Yilin Ning, Centre for Quantitative Medicine, Duke-NUS
Julian Savulescu, Centre for Biomedical Ethics, NUS
Michael Dunn, Centre for Biomedical Ethics, NUS
Gary Collins, Centre for Statistics in Medicine, University of Oxford, UK
Daniel Shu Wei Ting, Singapore Eye Research Institute
Roger Vaughan, Centre for Quantitative Medicine, Duke-NUS
Marcus Eng Hock Ong, Singapore General Hospital
Eric J Topol, Scripps Research Translational Institute, CA, USA
Liu Nan, Centre for Quantitative Medicine, Duke-NUS

Despite the potential of AI for healthcare applications and the growing body of AI research and innovations, the implementation of AI technology in healthcare practice is often limited due to various ethical concerns, e.g., consequences of wrong predictions and whom to hold accountable in such situations. However, currently there lacks a recommended best practice for a systematic assessment and subsequent mitigations of ethical issues in AI implementation for healthcare. This need for comprehensive ethics assessment becomes more urgent with the emerging generative AI (GenAI), where powerful technology such as ChatGPT is easily accessible to the general public and the healthcare industry to create health-related contents, perform administrative tasks, and even to inform health-related decisions. Unlike the advanced technological developments, ethical investigations on GenAI are still in an early stage, with more discussion on issues arising than actionable solutions. Our research aims at identifying gaps in current AI and GenAI research for healthcare, and developing actionable solutions such as ethics checklist and assessment tools that foster responsible AI research and clinical implementation.

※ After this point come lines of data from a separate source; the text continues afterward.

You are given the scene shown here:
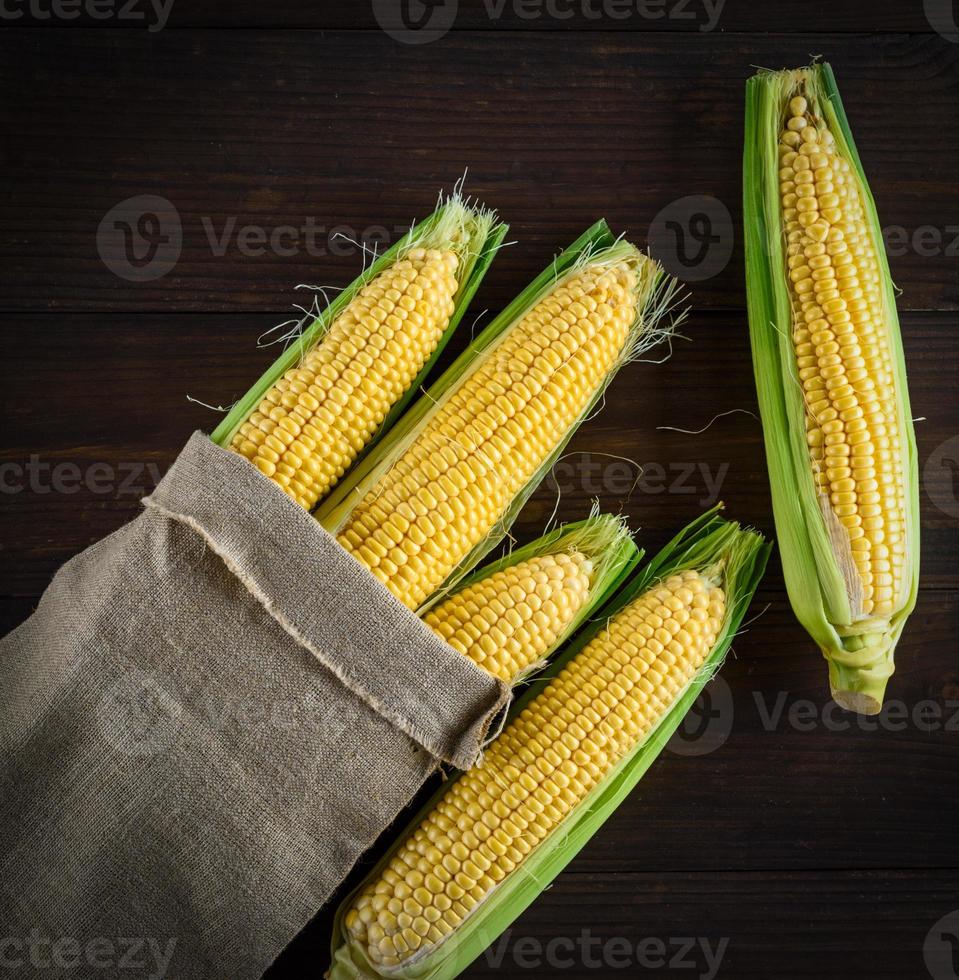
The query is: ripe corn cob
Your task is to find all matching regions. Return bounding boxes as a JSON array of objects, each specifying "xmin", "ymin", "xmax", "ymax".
[
  {"xmin": 213, "ymin": 198, "xmax": 499, "ymax": 510},
  {"xmin": 320, "ymin": 228, "xmax": 673, "ymax": 609},
  {"xmin": 329, "ymin": 515, "xmax": 768, "ymax": 980},
  {"xmin": 423, "ymin": 514, "xmax": 639, "ymax": 684},
  {"xmin": 423, "ymin": 551, "xmax": 593, "ymax": 683},
  {"xmin": 745, "ymin": 66, "xmax": 918, "ymax": 714}
]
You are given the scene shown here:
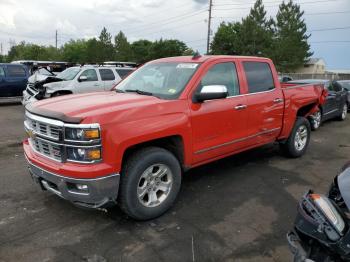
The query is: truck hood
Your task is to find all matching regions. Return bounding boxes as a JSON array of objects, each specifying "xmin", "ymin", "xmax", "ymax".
[{"xmin": 26, "ymin": 91, "xmax": 181, "ymax": 124}]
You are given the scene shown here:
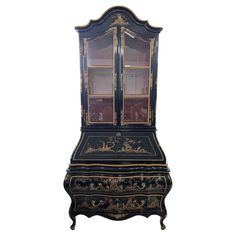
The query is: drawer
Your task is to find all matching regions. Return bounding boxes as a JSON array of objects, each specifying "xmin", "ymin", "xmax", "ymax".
[
  {"xmin": 74, "ymin": 194, "xmax": 163, "ymax": 214},
  {"xmin": 70, "ymin": 175, "xmax": 167, "ymax": 193}
]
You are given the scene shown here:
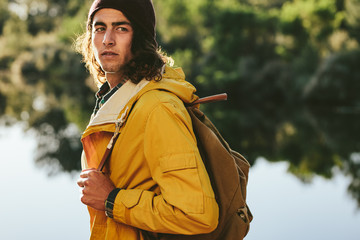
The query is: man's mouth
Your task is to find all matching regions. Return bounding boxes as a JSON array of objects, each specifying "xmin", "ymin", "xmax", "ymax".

AI Fairness in Healthcare: Perspectives, Methodology and Applications

Mingxuan Liu, Centre for Quantitative Medicine, Duke-NUS
Yilin Ning, Centre for Quantitative Medicine, Duke-NUS
Mayli Mertens, Dept of Philosophy, University of Antwerp, Belgium
Fei Wang, Weill Cornell Medicine, New York, NY, USA
Daniel Shu Wei Ting, Singapore Eye Research Institute
Leo Celi, Institute for Medical Engineering and Science, MIT, USA
Liu Nan, Centre for Quantitative Medicine, Duke-NUS

ai-fairness
The escalating integration of artificial intelligence (AI) in high-stakes fields such as healthcare raises substantial concerns about model fairness. AI biases, i.e., opposed to the principles of fairness and health equity, arise when relative variables like age, gender, race, or socio-economic status unjustly impact model-based decision-making. With a lack of a commitment to fairness, AI applications can potentially exacerbate, rather than diminish, health inequalities. However, despite extensive developments, concerns about AI fairness in clinical contexts have not been adequately addressed. Clinical AI fairness, specifically, requires a high level of contextualization due to the complex contexts of healthcare, meriting multidisciplinary collaboration between AI researchers, clinicians, and ethicists to bridge the gap and translate AI fairness into real-life benefits [1]. The goal of our research is to identify gaps in current clinical AI fairness research, develop interpretable methods that are fair and accurate in decision-making, and fairly implement these models in the real world of healthcare. 

[1] Liu M, Ning Y, Teixayavong S, Mertens M, Xu J, Ting DS, Cheng LT, Ong JC, Teo ZL, Tan TF, Narrendar RC, Wang F, Celi LA, Ong MEH, and Liu N. A translational perspective towards clinical AI fairness. npj Digital Medicine (2023), 6:172.